Peridur took no offense, it was simply the healer's unique manner of communicating. "An undead's piercing shriek within the realm of shadows," he said, settling Eleanor on the low couch in the entryway.
"Realm of shadows," Nym repeated, turning abruptly to a cabinet full of medicinals that she kept next to the couch. "Why?"
"I was given a prophecy by a fish," Eleanor said weakly, dabbing at the blood that continued to drip down her ears.
Nym snorted but gathered a few items together without further comment. Returning to Eleanor's side, she handed the elf a silver candle with mystical runes etched onto its surface. "Sing to awaken its flame," she instructed. "Then listen to it burn."
Eleanor sang a few notes and the candle caught fire, burning with a strange black flame.
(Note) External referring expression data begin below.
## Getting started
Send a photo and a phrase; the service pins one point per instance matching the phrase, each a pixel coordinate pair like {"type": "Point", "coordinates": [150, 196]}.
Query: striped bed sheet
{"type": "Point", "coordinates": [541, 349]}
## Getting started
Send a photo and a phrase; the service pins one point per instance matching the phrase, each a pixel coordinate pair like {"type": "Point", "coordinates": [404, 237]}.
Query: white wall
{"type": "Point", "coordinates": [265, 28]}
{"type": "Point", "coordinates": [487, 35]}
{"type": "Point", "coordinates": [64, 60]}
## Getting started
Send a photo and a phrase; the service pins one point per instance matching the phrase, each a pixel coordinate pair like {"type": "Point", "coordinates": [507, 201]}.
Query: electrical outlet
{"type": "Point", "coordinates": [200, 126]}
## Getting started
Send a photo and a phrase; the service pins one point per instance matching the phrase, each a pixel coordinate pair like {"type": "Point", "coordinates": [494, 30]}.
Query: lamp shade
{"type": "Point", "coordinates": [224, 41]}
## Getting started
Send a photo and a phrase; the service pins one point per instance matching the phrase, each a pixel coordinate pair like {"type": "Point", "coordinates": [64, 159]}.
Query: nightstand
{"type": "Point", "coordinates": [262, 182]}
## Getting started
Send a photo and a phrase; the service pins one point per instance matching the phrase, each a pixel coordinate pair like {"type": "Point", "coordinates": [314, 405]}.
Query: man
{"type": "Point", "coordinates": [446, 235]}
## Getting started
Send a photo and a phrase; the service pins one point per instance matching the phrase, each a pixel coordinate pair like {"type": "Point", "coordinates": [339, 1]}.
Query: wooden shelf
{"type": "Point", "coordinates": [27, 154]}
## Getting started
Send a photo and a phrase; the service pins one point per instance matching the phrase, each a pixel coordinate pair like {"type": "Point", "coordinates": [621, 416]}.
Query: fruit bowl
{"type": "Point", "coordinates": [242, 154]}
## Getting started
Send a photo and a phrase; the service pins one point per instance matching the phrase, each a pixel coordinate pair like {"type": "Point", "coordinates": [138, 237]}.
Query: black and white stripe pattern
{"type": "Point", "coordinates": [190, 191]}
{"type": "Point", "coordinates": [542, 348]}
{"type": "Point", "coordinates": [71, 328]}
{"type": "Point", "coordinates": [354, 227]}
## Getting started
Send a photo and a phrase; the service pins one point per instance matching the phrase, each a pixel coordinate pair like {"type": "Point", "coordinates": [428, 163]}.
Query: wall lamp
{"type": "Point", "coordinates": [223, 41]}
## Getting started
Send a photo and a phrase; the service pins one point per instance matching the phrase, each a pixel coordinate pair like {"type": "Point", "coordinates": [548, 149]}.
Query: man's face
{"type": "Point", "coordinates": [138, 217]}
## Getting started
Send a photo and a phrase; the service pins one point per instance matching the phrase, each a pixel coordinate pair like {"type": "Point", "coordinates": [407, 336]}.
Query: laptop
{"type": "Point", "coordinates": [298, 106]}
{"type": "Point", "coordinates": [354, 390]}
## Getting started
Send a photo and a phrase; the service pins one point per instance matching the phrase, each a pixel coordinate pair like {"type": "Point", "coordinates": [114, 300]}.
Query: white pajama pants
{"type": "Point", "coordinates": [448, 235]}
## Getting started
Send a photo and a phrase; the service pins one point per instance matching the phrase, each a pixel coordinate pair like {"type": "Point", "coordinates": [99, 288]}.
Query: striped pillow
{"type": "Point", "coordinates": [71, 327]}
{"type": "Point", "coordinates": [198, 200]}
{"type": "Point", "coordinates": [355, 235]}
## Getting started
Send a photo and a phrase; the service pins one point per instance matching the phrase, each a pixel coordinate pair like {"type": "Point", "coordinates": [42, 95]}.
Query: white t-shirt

She tilted her head towards the flame, first one side and then the other, bathing her ears in a healing song that could only be perceived by the bard. Nym washed the blood off of Eleanor's neck and earlobes as she did so, using water from the sacred river that flowed through Luthien to the sea.
"The goddess must have been keeping you safe," Nym said, once the candle had burned for a few minutes. "There are far worse fates that could have befallen you two in the realm of shadows at the hands of the restless undead beasts that dwell there." She blew out the flame on Eleanor's candle and gestured for the elf to put it in her pocket.